A more accurate way of detecting "fake news" would be interesting, but I fail to see how such a thing could be designed, past simple detection of wishy-washy and avoidant word patterns.
https://en.m.wikipedia.org/wiki/Evaluation_of_binary_classif...
This is one of the reasons why I recommend that Medium thought pieces disclose their data and code instead of just saying "I did AI magic!" to sell a product (and they do charge for their product on their website).
Where’s the dataset? How did you verify the ground truth? Where are the annotation/labeling guidelines?
What’s the definition of factual/real articles? The dataset appears to be created by the author - which isn’t necessarily wrong but to paraphrase Karl Popper (in the context of human knowledge and scientific endeavors):
There are no ‘pure’ facts available; all observations are functions of subjective factors such as interests, expectations, wishes etc.
http://plato.stanford.edu/entries/popper/#GrowHumaKnow
Constructively criticism to the OP: I'd suggest they read the nuance and discussions on the Fake News Challenge [0] and then look into their datasets + evaluation code [1] instead of hand-coding their own "biases" into a {"Fake news","Not-Fake-News"} binary classifier. Feel free to replace "Fake News Challenge" with any other similar effort so that OP isn't tasking themselves with the massive task of "Solving Fake News" all alone.
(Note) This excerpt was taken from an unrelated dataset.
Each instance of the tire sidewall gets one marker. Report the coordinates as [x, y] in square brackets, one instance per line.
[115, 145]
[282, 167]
Disclaimer: I don't have any stake in FNC-1
References:
[0] http://www.fakenewschallenge.org/
[1] https://github.com/FakeNewsChallenge/fnc-1
A good question and I'm not surprised he went a bit crazy.
https://plato.stanford.edu/entries/truth/
> The problem of truth is in a way easy to state: what truths are, and what (if anything) makes them true. But this simple statement masks a great deal of controversy. Whether there is a metaphysical problem of truth at all, and if there is, what kind of theory might address it, are all standing issues in the theory of truth. We will see a number of distinct ways of answering these questions.
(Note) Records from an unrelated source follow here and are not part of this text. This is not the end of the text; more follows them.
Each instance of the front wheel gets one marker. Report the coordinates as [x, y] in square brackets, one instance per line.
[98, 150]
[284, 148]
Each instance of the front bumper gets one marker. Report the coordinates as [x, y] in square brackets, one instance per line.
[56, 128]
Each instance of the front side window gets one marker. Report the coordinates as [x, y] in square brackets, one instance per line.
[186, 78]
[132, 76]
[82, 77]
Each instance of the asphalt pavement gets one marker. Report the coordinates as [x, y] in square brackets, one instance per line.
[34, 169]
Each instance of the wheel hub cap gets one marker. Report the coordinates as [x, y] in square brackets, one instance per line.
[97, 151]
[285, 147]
What is "wrong" in news is "an implausible narrative relative to the reader."
Plato deals with truth which is something entirely different, not in the same realm of the current state of news.
To be more specific, news can be one of four things to a reader: plausible and true, plausible and untrue, implausible and untrue, and implausible and true.
Most readers seem to more concerned with a stories' plausibility and not it's trueness.
Most importantly though is readers no longer value the "truth" component of news. They value whether or not the narrative aligns with their own view of the world.
Because what truly happened doesn't matter to most people, only that they have a way to make sense of it themselves. Even if it's a partially or completely false narrative.